In July 1935 the preparatory courses were created that particularly fostered the attraction of high school applicants from Adjara highlands. According to the statistics 600 school leavers submitted applications to the Institute in the first year; 219 applicants were admitted to the Institute.

In June 1945 a Pedagogical Institute was founded on the basis of Batumi Teachers’ Institute that was followed by reconstruction process and improvement of the facilities and equipment. In 1956 the renovated building entered into exploitation.
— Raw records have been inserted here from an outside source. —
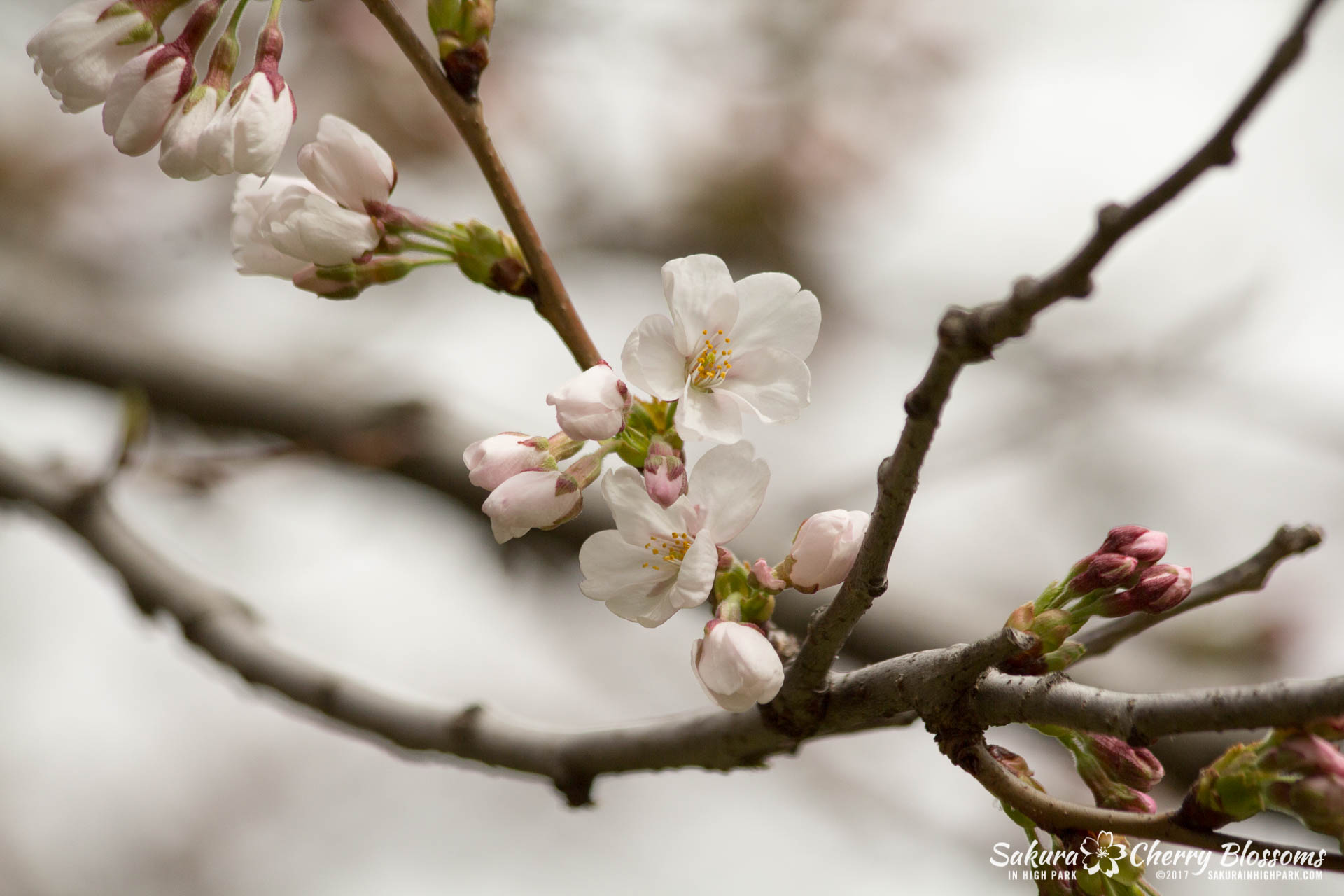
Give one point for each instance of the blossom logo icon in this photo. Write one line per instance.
(1104, 855)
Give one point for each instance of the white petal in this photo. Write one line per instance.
(701, 296)
(638, 516)
(772, 312)
(347, 164)
(651, 359)
(772, 382)
(695, 578)
(730, 485)
(708, 415)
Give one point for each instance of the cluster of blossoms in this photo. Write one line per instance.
(115, 54)
(1119, 578)
(1296, 771)
(726, 348)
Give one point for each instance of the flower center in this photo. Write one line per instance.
(714, 362)
(667, 548)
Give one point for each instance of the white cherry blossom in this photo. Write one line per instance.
(347, 164)
(737, 665)
(659, 561)
(81, 50)
(727, 347)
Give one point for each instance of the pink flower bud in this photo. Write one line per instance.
(593, 405)
(349, 166)
(1136, 542)
(1159, 589)
(664, 475)
(533, 500)
(1132, 766)
(1104, 571)
(502, 457)
(766, 577)
(824, 550)
(81, 50)
(737, 665)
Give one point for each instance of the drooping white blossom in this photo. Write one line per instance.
(727, 347)
(80, 51)
(141, 97)
(659, 561)
(824, 548)
(737, 665)
(251, 130)
(593, 405)
(533, 500)
(347, 164)
(283, 226)
(178, 152)
(493, 460)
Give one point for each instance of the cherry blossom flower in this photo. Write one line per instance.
(251, 131)
(141, 99)
(659, 561)
(81, 50)
(349, 166)
(727, 347)
(178, 156)
(593, 405)
(493, 460)
(737, 665)
(284, 225)
(824, 550)
(533, 500)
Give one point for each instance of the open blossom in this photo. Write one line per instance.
(593, 405)
(727, 347)
(178, 156)
(251, 131)
(284, 225)
(737, 665)
(493, 460)
(349, 166)
(824, 548)
(533, 500)
(660, 559)
(141, 97)
(81, 50)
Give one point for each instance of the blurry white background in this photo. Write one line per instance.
(897, 158)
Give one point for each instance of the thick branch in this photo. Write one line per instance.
(1058, 816)
(553, 301)
(1142, 719)
(1249, 575)
(971, 336)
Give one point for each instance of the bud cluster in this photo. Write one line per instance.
(1119, 578)
(1291, 771)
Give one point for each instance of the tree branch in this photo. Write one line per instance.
(1249, 575)
(971, 336)
(1142, 719)
(1058, 816)
(553, 301)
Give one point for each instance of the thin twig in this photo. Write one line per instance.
(553, 301)
(1059, 816)
(971, 336)
(1249, 575)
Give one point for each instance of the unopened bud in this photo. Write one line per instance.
(1136, 542)
(1132, 766)
(1104, 571)
(766, 578)
(1160, 589)
(664, 473)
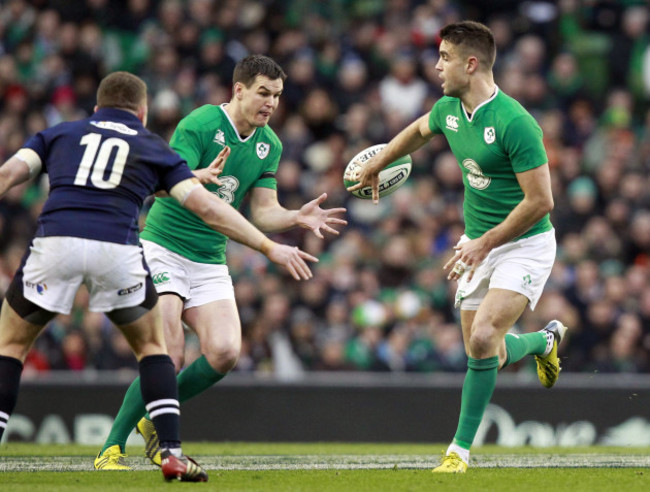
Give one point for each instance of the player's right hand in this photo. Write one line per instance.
(293, 259)
(366, 175)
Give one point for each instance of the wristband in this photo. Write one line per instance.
(266, 246)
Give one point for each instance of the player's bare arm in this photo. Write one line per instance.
(405, 142)
(537, 202)
(223, 218)
(211, 173)
(270, 216)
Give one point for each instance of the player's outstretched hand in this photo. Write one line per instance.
(293, 259)
(312, 217)
(211, 173)
(366, 175)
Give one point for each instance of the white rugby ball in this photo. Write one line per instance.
(390, 178)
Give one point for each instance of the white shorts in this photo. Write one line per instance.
(521, 266)
(57, 266)
(195, 283)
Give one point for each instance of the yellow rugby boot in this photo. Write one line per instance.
(451, 463)
(548, 365)
(112, 459)
(151, 445)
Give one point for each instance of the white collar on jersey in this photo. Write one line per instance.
(232, 123)
(468, 116)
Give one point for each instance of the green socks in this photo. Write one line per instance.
(194, 379)
(479, 384)
(519, 346)
(130, 413)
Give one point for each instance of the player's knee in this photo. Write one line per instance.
(481, 343)
(222, 358)
(178, 358)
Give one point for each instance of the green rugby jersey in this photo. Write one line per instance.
(500, 139)
(199, 138)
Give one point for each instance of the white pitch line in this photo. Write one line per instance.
(337, 462)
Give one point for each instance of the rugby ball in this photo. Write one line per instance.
(390, 178)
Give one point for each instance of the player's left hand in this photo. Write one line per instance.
(211, 173)
(468, 256)
(312, 217)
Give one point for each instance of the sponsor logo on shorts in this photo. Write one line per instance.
(39, 288)
(129, 290)
(160, 278)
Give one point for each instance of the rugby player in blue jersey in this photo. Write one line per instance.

However, it was not sufficient for the growth of the Institute and in 1977 the construction of a new 5-storeyed building began that was finished in 1982.
The collapse of the Soviet Empire and Georgia's fight for independence made it possible to realize the wish of great Ivane Javakhishvili who said: “If there is to be another university in Georgia, it should be in Batumi.”

By the Decision No.453, 3 September 1990 of the Cabinet of Ministries of Georgia Batumi State University was established on the basis of Batumi Pedagogical Institute. After this transformation apart from special faculty chairs there began functioning 9 university chairs at the higher education institution. The number of specialties increased – the faculties of law, economics and medicine were created. As a result of the educational reform in the country the university was transferred to a two-cycle teaching: Bachelor and Master Levels were created. Post-graduate studies also were functioning for certain specialties.